Die Museumsleiterin Heike Gfrereis zeigt den Raum im Handschriften-Archiv, der ganz dem Schriftsteller Hermann Hesse gewidmet ist. Foto: 7aktuell.de/Gabriel Span

Museumsleiterin Heike Gfrereis öffnet die Türen zum Handschriften-Archiv auf der Schillerhöhe in Marbach.

Marbach - Im Deutschen Literaturarchiv ist das ganze Jahr über Advent. So sieht das zumindest die scheidende Leiterin der Museen auf der Schillerhöhe, Heike Gfrereis. „Wir haben sehr viele Türen“, erklärt sie. „Und man entdeckt ständig etwas Neues.“ Auch nach rund 15 Jahren gehe ihr das noch so. Und das wird auch auf den ersten Blick deutlich. Schon auf dem Weg durch das Archiv führen ständig Treppen und Türen in verschiedene Ecken der Schillerhöhe. „Unterirdisch kann man vom Archiv bis in die Museen gehen.“

Doch dorthin führt der Weg an diesem Tag nicht. Stattdessen bleibt die Leiterin vor „Auerbachs Keller“ stehen. Ein Wink an das Drama „Faust“ sowie an den gleichnamigen Schriftsteller Auerbach. Doch hinter der Tür gibt es weder Getränke noch Müßiggang. Eine Treppe führt von dort ins Handschriften-Archiv. Und weiter in einen Raum, der ganz einem schwäbischen Schriftsteller gewidmet ist: Hermann Hesse.

Dicht gedrängt reihen sich grüne Boxen in den Regalen aneinander. 600 sind es an der Zahl. Darin befinden sich Mappen, die Handschriften des Autors und seiner Angehörigen beinhalten. „Das sind etwa 15 000 Briefe“, überschlägt Heike Gfrereis kurz. Noch einmal die selbe Anzahl liegt in einem Archiv in der Schweiz, wo er seinen Lebensabend verbrachte. Hinzu kommen etwa 30 000 anderweitige Texte.

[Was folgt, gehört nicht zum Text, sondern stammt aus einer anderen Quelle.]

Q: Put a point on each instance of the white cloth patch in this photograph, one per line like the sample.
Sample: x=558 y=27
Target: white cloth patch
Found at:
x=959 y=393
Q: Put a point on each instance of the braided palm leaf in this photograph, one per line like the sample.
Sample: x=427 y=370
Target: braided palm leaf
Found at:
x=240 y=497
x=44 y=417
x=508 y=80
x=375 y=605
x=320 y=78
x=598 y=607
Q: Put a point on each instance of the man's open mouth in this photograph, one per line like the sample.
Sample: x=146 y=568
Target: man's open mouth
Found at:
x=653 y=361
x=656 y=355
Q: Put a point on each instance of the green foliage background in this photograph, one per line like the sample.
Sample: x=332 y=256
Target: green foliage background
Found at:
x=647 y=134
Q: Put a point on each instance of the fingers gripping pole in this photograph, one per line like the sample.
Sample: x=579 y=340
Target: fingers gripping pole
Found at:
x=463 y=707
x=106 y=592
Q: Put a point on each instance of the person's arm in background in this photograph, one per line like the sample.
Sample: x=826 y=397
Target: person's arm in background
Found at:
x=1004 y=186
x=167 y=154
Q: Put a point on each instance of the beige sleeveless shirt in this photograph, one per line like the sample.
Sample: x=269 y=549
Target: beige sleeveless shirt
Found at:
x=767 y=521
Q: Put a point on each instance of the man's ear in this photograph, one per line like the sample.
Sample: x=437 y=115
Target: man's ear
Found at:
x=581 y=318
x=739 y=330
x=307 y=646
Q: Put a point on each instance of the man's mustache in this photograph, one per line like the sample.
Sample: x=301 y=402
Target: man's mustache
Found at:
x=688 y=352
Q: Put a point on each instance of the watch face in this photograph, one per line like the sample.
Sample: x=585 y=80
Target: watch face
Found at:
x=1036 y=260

Zugriff auf diese Sammlung haben nur Mitarbeiter des Archivs. „Andere Benutzer müssen die Schriften bestellen“, erklärt Heike Gfrereis die Vorgehensweise. Die können dann in aller Ruhe im Lesesaal ein Stockwerk weiter oben gelesen werden.

Und wer zu Hermann Hesse forschen möchte, hat die Qual der Wahl. Denn die im Archiv lagernden Papiere sind vielfältig. Vorsichtig öffnet Heike Gfrereis eine der braunen Kartonmappen. Zum Vorschein kommen bunte Aquarellzeichnungen. „Das ist eine Schmuckabschrift, die Hesse für seine Frau Ninon angefertigt hat“, weiß die Museumsleiterin. Die Schönschrift mit selbst angefertigten Bildern des Märchens „Piktors Verwandlungen“ ist im Urlaub in St. Moritz entstanden. Dort hatte das Paar mit Thomas Mann und seiner Familie freie Tage verbracht.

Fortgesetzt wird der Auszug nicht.